毎年、真夏真っ只中で最も暑くジメジメした8月初旬に開催されることが多いCosmic Dustは、開催時期では悪名をはせています。何と今年に限っては、開催時期が9月下旬と秋たけなわの好季節ではありませんか!ところがそう期待したのも束の間、伊丹空港のボーディング・ブリッジに片足を下ろした瞬間、「めっちゃ暑いやんけ」と思わず口ばしるほど。とほほ、開催中5日間は真夏日の連続でした。と言っても、めっちゃ冷房の効いた部屋で粉もんの議論は行われたのでした。会場となった大阪駅前第3ビル19階にある大阪産業大学梅田サテライトキャンパスからの眺めは、高層ビル群に囲まれて大阪城天守閣さえほとんど隠れて見えませんでしたが、33階の展望台からは明石海峡大橋が見えるほど眺めがよく、通りを歩く人の群れはメリケン粉のようでした。
粉もんは、実は、宇宙の至る所に存在しているのですが、宇宙産の粉もんと言っても多種多様で、十把一からげには出来ないのです。たこ焼きと言っても大阪と明石では小麦と卵の違い、お好み焼きと言っても大阪と広島では麺の有無の違い、肉まんと言っても大阪と東京では肉の違い(注2)があるのと同じです。そこでCosmic Dustでは、審査を経て全日程参加する50名を選出し、プログラムには1時間おきに1時間のコーヒーブレイク兼ポスターセッションを入れ、参加者全員が顔見知りとなることで、わだかまりなく議論ができる場を設けています。粉もんに関して十分に議論を尽くし知見の共有ができるこのような機会は、世界中を見渡してもCosmic Dustが唯一無二の国際研究集会です。各食事時にはコナモン文化を満喫し、朝から晩まで粉まみれの5日間でしたが、ほんまもんのコナモンは、ほんま旨かった〜。

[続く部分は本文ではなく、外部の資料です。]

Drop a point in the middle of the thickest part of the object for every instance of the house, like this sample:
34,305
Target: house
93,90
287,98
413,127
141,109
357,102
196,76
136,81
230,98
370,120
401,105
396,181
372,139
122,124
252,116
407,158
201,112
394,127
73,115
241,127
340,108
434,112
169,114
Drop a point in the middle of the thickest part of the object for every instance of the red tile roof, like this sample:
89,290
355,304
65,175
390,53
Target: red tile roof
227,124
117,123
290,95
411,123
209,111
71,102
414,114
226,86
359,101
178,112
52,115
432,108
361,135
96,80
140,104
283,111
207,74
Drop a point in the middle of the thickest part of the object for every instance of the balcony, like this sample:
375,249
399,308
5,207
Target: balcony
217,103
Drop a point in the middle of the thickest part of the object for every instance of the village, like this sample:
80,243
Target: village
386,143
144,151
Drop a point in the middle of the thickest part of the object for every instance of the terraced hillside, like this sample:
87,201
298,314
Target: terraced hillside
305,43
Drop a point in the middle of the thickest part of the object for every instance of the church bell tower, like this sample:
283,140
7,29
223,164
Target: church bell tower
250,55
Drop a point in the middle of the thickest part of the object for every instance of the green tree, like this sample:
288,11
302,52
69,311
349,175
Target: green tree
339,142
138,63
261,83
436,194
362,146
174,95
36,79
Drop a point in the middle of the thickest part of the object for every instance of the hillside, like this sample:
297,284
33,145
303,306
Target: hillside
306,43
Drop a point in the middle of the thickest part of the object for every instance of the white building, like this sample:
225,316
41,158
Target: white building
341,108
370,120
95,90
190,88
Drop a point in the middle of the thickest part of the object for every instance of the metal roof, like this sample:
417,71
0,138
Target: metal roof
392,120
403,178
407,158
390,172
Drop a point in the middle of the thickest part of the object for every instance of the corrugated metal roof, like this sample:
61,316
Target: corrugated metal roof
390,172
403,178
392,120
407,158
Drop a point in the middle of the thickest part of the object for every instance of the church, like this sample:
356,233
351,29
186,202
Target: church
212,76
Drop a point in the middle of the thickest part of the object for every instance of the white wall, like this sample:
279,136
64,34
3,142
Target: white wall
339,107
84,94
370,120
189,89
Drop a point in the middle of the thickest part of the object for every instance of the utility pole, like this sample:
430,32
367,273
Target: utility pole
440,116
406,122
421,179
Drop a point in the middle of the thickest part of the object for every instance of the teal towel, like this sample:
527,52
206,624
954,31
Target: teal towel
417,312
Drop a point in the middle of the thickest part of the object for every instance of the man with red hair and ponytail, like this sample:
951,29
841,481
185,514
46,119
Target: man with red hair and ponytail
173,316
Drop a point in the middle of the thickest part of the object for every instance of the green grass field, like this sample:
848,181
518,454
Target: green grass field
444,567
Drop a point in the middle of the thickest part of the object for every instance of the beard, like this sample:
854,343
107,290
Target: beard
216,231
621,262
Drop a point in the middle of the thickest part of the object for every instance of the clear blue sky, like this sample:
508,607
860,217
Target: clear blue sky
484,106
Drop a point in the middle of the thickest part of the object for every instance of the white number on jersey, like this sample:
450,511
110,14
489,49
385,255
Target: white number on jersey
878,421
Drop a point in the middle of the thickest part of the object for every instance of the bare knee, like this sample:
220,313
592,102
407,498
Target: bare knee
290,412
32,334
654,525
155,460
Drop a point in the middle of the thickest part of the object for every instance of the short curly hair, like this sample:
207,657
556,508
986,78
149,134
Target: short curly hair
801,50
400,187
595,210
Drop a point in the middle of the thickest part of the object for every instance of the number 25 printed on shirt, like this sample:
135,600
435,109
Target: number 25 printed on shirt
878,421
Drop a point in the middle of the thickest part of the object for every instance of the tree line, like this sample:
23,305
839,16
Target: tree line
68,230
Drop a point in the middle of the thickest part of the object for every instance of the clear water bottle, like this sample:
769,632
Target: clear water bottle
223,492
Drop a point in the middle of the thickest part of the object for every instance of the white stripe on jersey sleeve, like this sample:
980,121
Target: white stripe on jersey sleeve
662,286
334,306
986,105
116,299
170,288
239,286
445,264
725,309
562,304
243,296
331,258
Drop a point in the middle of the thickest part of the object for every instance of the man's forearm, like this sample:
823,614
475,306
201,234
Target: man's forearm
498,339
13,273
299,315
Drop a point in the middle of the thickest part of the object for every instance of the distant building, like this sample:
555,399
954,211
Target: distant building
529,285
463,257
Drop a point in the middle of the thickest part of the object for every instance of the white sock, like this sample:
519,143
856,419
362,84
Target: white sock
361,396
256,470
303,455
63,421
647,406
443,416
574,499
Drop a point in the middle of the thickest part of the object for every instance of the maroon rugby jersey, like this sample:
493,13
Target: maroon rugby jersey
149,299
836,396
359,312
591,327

注2:関西で肉と言えば、牛肉のことを指す。よって、関西には豚肉使用の肉じゃがは存在しません。関東で肉じゃがと呼ばれる豚肉使用の料理はバッタもんと見なされま。
因みに、DESTINY+プロジェクトからは5名が参加し、DESTINY+ダストアナライザ(宇宙粉もん分析装置)に関連した発表を行いました。50名中5名なので、十人に一人がDESTINY+関係者ということもあり、宇宙粉もん業界ではDESTINY+プロジェクトが広く認知されるはこびとなりました。DESTINY+ダストアナライザは、ふたご座流星群の母天体である小惑星フェートン(注3)を飛び出したばかりの、まさに流星になる前の出来立てホヤホヤの粉もんの組成分析を2030年に行います。まさかあり得ないとは思うのですが、万が一、小麦もしくは卵成分が検出されたとしたら。。。近い将来、流れ星を集めて作った宇宙たこ焼きを味わえる日が来るかもしれません (んなアホな!)。